Avocado toast may be all the rave, but my preference lately is Savory Fig Ricotta Toast made with whipped ricotta, arugula, Italian salami, and dried California black mission figs. I was inspired to create this recipe using black mission figs after trying a similar toast with fig jam at a trendy Nashville restaurant. My ricotta toast breakfast has so many layers of flavor. The subtleness of the protein-packed cheese is complimented with the nuttiness of arugula, saltiness from salami, sweetness from figs and a drizzle of honey, and a little heat from freshly ground cracked black pepper. Married together, this simple recipe of figs on toast is outstanding!
Every time we visit our daughter in Nashville, she likes to introduce us to a trendy, new restaurant. A few weeks ago, we enjoyed breakfast at Milk & Honey. Located in the Gulch, Milk & Honey specializes in homemade gelato, coffee drinks, sweets, and pastries, as well as many delicious breakfast and lunch items. I chose to try the Fig & Ricotta Toast and was immediately hooked on the combination!
So, when I had the opportunity to create my own toast recipe at The Foodie Bootcamp (a blogging conference in Salt Lake City), I knew I had to incorporate both ricotta and figs! For two solid days I was fortunate to be coached by some of the best bloggers and photographers in the business and was able to experiment with new ingredients supplied by the conference brand sponsors.

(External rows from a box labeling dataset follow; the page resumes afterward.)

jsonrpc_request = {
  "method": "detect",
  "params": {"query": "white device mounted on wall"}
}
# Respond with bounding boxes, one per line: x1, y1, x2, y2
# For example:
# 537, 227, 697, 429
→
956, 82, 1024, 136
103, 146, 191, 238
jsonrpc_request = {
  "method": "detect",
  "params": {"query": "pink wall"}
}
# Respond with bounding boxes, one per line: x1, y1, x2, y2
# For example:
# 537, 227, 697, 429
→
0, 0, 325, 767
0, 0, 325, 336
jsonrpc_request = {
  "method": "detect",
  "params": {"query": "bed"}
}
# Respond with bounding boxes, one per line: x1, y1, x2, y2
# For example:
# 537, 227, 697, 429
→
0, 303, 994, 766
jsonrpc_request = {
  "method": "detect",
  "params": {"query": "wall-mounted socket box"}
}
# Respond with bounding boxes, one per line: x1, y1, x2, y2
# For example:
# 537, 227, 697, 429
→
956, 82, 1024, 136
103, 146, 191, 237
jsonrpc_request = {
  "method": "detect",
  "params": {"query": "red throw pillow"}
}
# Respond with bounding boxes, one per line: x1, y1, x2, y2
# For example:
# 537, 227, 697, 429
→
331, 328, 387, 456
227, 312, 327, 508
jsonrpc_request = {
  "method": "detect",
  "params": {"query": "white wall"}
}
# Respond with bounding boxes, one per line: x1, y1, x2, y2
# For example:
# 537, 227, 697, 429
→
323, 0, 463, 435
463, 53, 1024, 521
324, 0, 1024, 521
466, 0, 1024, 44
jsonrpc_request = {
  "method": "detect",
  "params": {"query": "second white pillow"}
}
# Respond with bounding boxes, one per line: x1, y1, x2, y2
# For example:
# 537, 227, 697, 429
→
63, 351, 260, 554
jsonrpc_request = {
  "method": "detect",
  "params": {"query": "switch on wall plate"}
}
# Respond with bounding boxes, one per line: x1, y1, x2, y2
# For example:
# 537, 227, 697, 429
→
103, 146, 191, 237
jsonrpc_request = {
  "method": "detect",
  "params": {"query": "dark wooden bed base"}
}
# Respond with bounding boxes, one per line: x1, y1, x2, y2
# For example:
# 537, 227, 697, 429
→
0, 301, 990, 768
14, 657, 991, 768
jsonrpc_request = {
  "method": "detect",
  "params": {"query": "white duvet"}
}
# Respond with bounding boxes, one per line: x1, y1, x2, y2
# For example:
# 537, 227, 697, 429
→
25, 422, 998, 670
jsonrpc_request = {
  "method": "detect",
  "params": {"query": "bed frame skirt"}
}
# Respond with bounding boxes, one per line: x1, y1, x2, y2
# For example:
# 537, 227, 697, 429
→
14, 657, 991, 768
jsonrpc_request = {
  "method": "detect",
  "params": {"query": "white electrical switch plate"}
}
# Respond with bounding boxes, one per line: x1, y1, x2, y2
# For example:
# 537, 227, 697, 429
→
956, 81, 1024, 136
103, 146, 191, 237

How to make whipped ricotta:
Some whole-milk ricotta cheese can be a little thick coming out of the carton and isn’t optimal for spreading. Follow these steps to make a more spreadable whipped ricotta:
- Add a small amount of lemon juice and extra virgin olive oil to whole-milk ricotta (see full recipe below).
- Mix together to combine and to incorporate air into the mixture, making it a bit fluffy. You can do this in a blender or with a hand mixer, or simply with a whisk.
- Season with sea salt and serve.
Did you know 2018 is the Year of the Fig?
Well, neither did I! But, it actually makes sense. Due to its growing popularity—and frequent appearances on trendy restaurant menus apparently—fig was named the flavor of the year by the world’s largest privately held fragrance and flavor house, Firmenich Flavors. Here are a few fun fig facts for those trivia lovers:
- Fig blossoms are not on the tree branches, but are inside the fruit! The tiny flowers produce the seeds that give figs their unique texture.
- Figs help hold in moisture in baked goods, keeping them fresher.
- Fig puree can be used to replace fat in baked goods.
- A half cup of figs has as much calcium as a half cup of milk.
- California produces 100% of the nation’s dried figs and 98% of the fresh figs.
Savory Fig Ricotta Toast is a quick and tasty breakfast or lunch.
Gourmet toasts are popular not only because of their deliciousness, but because they can be prepared quickly and easily. In just five minutes, you can whip up the ricotta and have this beautiful toast on a plate for breakfast before heading out the door to start your day. It’s just as easy to pack the ingredients to prepare Savory Ricotta Toast for lunch at the office. Be careful, though, you could be the envy of your office mates!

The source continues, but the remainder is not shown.